Charles Krauthammer was also the first major influence among the Republicans, after the Republican defeat in 2012, to call for the Republicans to embrace amnesty for illegal aliens in order to win Hispanic votes, as Limbaugh noted at the time. In other contexts, where Krauthammer’s name is not mentioned, Limbaugh has said that if the Republican Party follows such advice on illegal immigration, it will cease to exist. The reverent tone with which Limbaugh still refers to “Doctor Krauthammer” is therefore quite incongruous. It is obvious that Rush Limbaugh is afraid to criticize Charles Krauthammer, even though they are in direct conflict in a matter about which Limbaugh feels strongly.
Rush Limbaugh and Amnesty for Illegal Aliens
The two longtime points of bipartisan consensus, free trade and Zionist wars, are now joined by a third, amnesty for illegal aliens. This time, Rush Limbaugh — finally — is not going along.
On the day after the 2014 elections, Rush Limbaugh talked to a Black caller named Larry in southern California who was angry at Obama for his generosity toward illegal aliens. Larry complained that Blacks in his region already could not get jobs because of illegal aliens (Click to listen). On 19 November a more educated-sounding Negro, Eric in North Carolina, made the same point (Click to listen). These callers both made the very simple and obvious point that immigration of Hispanics is bad for Blacks. This information was liberating for Rush Limbaugh: now he felt free to complain about illegal immigration without fear of being labeled racist.
Since Larry’s call, Rush Limbaugh has been increasingly criticizing Obama’s amnesty for illegal immigrants, and, more and more, the Republicans’ failure to oppose it, which, Limbaugh now observes, is worse than mere failure to oppose: they covertly support it. Limbaugh is now proclaiming the dishonesty and venality of the Republican establishment, serving their donors rather than the public that elected them, a common theme on VDARE.com and TOO.
Specifically, Limbaugh refers to the role of the U.S. Chamber of Commerce in pushing for amnesty, because, Limbaugh says, they want the cheap labor. In doing so, he is referring to the labor market critique of immigration emanating from the right and embodied in politicians like Jeff Sessions and David Brat. The fact that unregulated capitalism demands immigration for cheap labor and that this destroys nations was often observed by critics of capitalism in the nineteenth century. Now Rush Limbaugh realizes it.

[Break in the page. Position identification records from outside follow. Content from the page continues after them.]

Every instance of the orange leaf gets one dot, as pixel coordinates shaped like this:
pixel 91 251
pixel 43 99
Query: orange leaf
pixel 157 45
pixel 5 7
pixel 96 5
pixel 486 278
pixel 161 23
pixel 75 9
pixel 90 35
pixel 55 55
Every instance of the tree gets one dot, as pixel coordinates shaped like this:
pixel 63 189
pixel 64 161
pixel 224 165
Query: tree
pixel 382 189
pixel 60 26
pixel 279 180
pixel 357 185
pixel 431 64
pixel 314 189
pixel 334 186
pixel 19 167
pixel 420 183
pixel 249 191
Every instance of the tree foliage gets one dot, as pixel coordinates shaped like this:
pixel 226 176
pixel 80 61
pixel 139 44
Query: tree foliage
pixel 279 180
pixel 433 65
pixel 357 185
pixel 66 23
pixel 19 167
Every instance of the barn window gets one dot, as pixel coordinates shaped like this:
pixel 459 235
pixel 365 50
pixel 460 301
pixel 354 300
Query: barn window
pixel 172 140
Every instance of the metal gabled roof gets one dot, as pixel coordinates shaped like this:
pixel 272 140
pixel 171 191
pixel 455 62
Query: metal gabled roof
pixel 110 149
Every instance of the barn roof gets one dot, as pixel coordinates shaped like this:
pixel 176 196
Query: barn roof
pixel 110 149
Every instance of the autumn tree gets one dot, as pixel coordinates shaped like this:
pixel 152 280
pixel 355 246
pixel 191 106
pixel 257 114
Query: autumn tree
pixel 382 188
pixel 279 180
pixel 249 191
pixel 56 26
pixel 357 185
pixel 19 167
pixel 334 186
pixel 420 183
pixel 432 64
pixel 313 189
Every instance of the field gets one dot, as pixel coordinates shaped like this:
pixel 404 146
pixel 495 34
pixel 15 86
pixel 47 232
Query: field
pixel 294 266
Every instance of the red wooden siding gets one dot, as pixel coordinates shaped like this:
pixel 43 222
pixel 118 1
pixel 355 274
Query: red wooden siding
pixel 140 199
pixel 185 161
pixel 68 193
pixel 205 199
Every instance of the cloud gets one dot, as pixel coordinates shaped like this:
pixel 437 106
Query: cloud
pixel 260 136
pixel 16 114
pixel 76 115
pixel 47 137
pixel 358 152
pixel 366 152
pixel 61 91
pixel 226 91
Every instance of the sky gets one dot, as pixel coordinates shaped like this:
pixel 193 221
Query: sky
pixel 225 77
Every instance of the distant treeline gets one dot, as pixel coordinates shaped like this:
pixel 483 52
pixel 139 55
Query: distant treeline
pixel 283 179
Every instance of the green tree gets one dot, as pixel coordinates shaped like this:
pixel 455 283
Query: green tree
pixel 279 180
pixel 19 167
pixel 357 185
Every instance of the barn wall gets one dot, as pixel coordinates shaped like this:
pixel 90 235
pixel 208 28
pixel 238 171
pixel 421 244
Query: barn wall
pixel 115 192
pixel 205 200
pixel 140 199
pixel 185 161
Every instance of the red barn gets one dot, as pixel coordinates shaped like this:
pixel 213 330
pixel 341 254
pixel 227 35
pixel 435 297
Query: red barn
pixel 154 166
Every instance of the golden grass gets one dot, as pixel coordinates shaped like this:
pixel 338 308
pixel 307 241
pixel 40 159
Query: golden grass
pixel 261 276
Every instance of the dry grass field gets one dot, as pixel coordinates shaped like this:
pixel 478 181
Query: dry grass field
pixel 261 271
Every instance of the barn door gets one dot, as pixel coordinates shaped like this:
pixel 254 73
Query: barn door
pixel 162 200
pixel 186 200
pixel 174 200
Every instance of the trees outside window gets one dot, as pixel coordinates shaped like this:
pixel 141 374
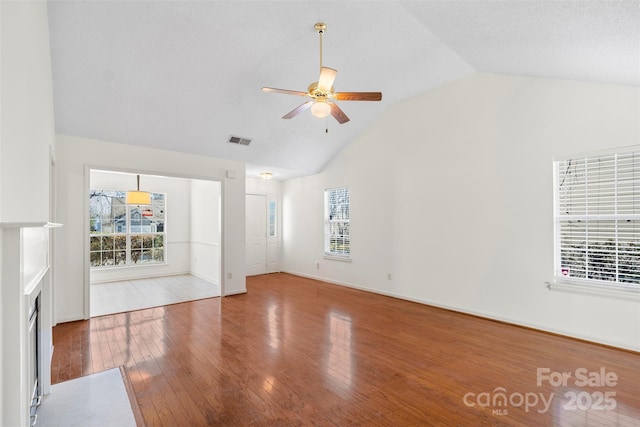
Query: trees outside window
pixel 337 238
pixel 122 235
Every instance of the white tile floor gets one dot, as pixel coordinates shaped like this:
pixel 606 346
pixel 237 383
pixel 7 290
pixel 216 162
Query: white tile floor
pixel 129 295
pixel 98 400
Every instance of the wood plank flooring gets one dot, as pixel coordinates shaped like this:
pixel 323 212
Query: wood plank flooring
pixel 294 351
pixel 138 294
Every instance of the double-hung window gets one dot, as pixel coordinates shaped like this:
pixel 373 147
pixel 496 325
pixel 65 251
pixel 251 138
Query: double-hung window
pixel 597 220
pixel 124 235
pixel 337 238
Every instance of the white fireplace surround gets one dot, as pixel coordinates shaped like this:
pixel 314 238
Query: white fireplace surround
pixel 26 273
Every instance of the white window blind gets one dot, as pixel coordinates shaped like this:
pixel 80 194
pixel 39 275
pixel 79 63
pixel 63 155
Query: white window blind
pixel 337 241
pixel 597 202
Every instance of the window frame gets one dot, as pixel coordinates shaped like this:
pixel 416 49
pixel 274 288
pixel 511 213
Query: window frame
pixel 128 235
pixel 617 234
pixel 328 235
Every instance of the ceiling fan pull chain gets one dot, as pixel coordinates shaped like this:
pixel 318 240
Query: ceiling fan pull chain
pixel 320 32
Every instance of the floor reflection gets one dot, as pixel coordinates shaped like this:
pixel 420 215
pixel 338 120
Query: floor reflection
pixel 340 360
pixel 272 326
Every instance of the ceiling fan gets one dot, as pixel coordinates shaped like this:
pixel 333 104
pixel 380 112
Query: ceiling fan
pixel 322 94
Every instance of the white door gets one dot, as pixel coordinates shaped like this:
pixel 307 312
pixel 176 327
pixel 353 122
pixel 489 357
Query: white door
pixel 256 235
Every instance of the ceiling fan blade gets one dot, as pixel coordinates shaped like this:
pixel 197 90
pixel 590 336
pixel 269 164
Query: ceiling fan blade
pixel 338 114
pixel 327 76
pixel 299 109
pixel 358 96
pixel 284 91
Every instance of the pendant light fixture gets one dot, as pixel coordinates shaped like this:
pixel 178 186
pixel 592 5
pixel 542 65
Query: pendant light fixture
pixel 138 197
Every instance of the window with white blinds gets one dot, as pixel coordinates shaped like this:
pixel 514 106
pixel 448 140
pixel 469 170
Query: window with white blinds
pixel 337 238
pixel 597 219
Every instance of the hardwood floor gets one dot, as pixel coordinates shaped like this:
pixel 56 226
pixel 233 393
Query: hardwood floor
pixel 138 294
pixel 294 351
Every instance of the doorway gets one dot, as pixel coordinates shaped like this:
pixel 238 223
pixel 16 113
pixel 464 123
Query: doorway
pixel 256 234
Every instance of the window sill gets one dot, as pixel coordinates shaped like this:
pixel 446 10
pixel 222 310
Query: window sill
pixel 594 289
pixel 337 258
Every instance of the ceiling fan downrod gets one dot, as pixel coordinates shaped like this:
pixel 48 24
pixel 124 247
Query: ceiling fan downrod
pixel 320 27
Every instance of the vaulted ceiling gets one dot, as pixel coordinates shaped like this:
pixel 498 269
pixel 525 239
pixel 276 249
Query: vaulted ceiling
pixel 185 75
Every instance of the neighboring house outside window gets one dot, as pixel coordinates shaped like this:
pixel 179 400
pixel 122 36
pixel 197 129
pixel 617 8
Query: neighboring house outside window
pixel 597 220
pixel 122 235
pixel 337 242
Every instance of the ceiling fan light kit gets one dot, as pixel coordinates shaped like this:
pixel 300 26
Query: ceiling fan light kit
pixel 322 93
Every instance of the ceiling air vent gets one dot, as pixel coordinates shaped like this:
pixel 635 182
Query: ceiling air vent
pixel 238 140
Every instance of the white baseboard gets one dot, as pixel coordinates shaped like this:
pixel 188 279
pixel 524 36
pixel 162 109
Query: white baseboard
pixel 241 291
pixel 490 316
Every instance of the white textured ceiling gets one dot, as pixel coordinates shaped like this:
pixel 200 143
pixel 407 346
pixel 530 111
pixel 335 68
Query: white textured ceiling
pixel 184 75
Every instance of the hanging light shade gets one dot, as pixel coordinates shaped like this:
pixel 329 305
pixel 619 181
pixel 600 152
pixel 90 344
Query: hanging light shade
pixel 320 109
pixel 138 197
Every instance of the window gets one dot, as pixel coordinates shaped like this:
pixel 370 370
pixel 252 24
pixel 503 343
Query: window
pixel 122 235
pixel 597 220
pixel 337 240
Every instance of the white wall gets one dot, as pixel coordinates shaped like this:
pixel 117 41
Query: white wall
pixel 75 154
pixel 273 190
pixel 452 195
pixel 205 230
pixel 178 230
pixel 26 135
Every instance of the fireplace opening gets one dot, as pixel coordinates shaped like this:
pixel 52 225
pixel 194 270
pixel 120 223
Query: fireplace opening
pixel 35 353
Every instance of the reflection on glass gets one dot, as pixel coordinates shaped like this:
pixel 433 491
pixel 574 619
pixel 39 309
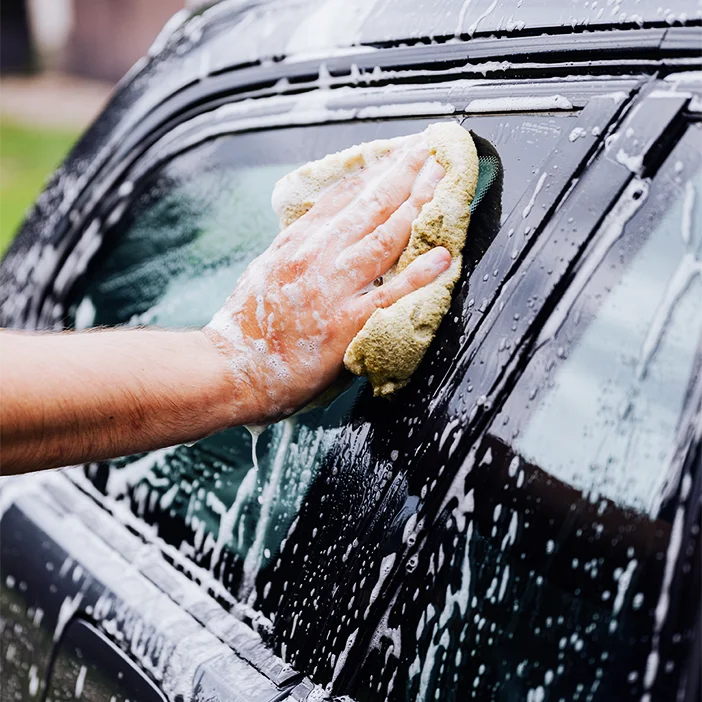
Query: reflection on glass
pixel 608 415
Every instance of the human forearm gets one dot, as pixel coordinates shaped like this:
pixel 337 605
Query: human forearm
pixel 70 398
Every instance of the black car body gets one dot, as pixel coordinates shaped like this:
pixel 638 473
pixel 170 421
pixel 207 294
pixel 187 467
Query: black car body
pixel 522 521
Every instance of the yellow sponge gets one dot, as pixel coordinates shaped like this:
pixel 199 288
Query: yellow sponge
pixel 393 341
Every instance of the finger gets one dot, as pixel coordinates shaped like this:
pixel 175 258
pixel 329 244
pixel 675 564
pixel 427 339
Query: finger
pixel 380 199
pixel 376 253
pixel 424 270
pixel 341 193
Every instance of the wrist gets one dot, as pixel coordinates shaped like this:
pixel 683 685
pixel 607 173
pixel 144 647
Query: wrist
pixel 238 402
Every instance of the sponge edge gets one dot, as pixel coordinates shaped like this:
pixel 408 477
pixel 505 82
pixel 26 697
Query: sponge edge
pixel 393 341
pixel 391 345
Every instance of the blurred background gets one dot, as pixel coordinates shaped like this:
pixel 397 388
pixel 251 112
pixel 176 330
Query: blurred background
pixel 59 60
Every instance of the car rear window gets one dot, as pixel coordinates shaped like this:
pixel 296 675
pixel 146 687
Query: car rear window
pixel 171 259
pixel 548 572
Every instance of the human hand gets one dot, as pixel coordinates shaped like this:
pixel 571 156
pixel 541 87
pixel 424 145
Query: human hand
pixel 285 328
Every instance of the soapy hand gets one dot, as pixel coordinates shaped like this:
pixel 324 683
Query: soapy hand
pixel 294 311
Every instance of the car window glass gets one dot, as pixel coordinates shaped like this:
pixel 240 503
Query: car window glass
pixel 171 259
pixel 546 573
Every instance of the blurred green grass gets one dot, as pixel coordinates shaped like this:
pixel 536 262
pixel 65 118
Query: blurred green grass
pixel 28 156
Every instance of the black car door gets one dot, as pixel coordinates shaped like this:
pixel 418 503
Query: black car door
pixel 559 560
pixel 280 545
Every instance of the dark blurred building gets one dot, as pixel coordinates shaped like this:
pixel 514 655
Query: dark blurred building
pixel 15 43
pixel 108 36
pixel 92 38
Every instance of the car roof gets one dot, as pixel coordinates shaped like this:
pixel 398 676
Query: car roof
pixel 302 27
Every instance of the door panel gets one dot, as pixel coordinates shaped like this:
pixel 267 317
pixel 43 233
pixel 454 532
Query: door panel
pixel 90 667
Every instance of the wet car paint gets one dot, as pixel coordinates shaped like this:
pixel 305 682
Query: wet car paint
pixel 453 413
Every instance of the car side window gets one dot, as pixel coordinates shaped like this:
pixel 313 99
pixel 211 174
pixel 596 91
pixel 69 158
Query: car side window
pixel 547 572
pixel 172 254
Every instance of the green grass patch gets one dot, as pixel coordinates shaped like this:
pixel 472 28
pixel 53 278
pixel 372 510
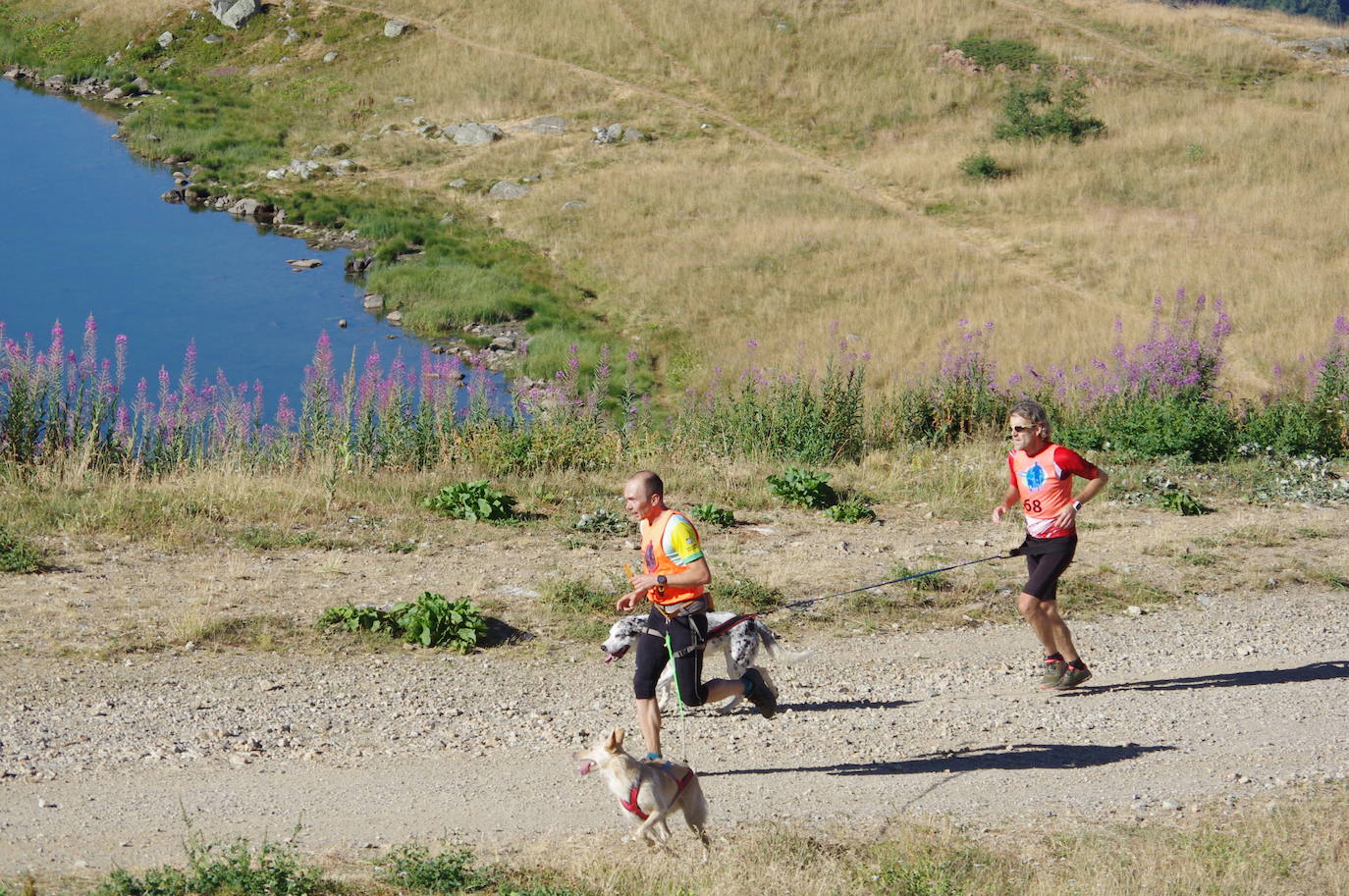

It must have been an awkward confession for Rush Limbaugh, after so many years of pontificating that whatever helps the rich to get richer — whatever helps the “job creators,” as Eric Cantor called them — is automatically good for America. It shows a serious problem with the nineteenth-century liberal ideology that Limbaugh and other Republicans have been espousing as “conservatism.” Rush Limbaugh is having to face the fact that unbridled pursuit of private profit can be disastrous for the country — and disastrous for a great many White people who are naturally attracted to the Republican Party because they see the Democrats as the party of non-Whites and aggressive multiculturalism, sexual non-conformists, and government unions.
Finally, after a quarter-century of lamentable compromise, the Republican establishment is crossing a bridge that Rush Limbaugh refuses to cross, which brings him to a crisis, not only in his relationship to the Republican establishment, but in his ideology.